The tool creates or modifies data within a theorem-proving session without triggering irreversible deletion, external code execution, or financial transactions. Setting a logical goal is a write operation on the session's internal state.
From the tool's definition Tool description states 'Set the conclusion (goal) to prove in the current session' — this modifies session state by writing/updating the goal parameter, which is reversible (can be changed again or cleared).
Attacks that exploit this kind of access
Set the conclusion (goal) to prove in the current session. It is categorised as a Write tool in the FOL Prover MCP Server MCP Server, which means it can create or modify data. Consider rate limits to prevent runaway writes.
Register the FOL Prover MCP Server MCP server in PolicyLayer and add a rule for set_conclusion: allow, deny, rate-limit, or require approval. Point your MCP client at the PolicyLayer proxy URL and the rule is enforced on every call, before it reaches FOL Prover MCP Server. Nothing to install.
set_conclusion is a Write tool with medium risk. Write tools should be rate-limited to prevent accidental bulk modifications.

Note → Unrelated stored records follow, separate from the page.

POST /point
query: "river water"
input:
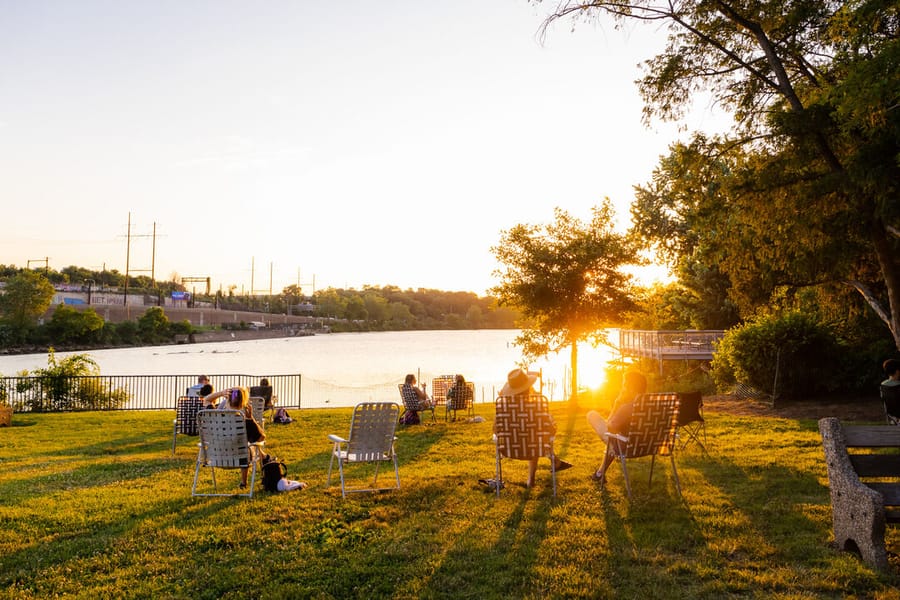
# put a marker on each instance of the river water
(343, 369)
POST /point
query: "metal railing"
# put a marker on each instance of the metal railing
(127, 392)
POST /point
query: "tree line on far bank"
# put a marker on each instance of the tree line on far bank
(27, 295)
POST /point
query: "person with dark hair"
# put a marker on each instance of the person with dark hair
(238, 399)
(633, 384)
(410, 387)
(890, 391)
(891, 369)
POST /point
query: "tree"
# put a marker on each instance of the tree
(813, 176)
(567, 280)
(26, 297)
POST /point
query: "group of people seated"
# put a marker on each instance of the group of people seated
(238, 398)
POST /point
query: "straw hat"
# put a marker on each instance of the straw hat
(518, 381)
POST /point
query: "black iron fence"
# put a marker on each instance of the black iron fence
(127, 392)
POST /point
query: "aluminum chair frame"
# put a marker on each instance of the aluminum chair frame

Yes. Add a rate_limit block to the set_conclusion rule in your PolicyLayer policy. For example, setting max: 10 and window: 60 limits the tool to 10 calls per minute. Rate limits are tracked per agent session and reset automatically.
Set action: deny in the PolicyLayer policy for set_conclusion. The AI agent will receive a policy violation error and cannot call the tool. You can also include a reason field to explain why the tool is blocked.
set_conclusion is provided by the FOL Prover MCP Server MCP server (newjerseystyle/folprover-mcp). PolicyLayer sits as a proxy in front of this server to enforce policies before tool calls reach the server.
Every MCP server has a record like this.
Type a name, get the same breakdown: verified identity, auth posture, risk grade, capabilities, recommended policy.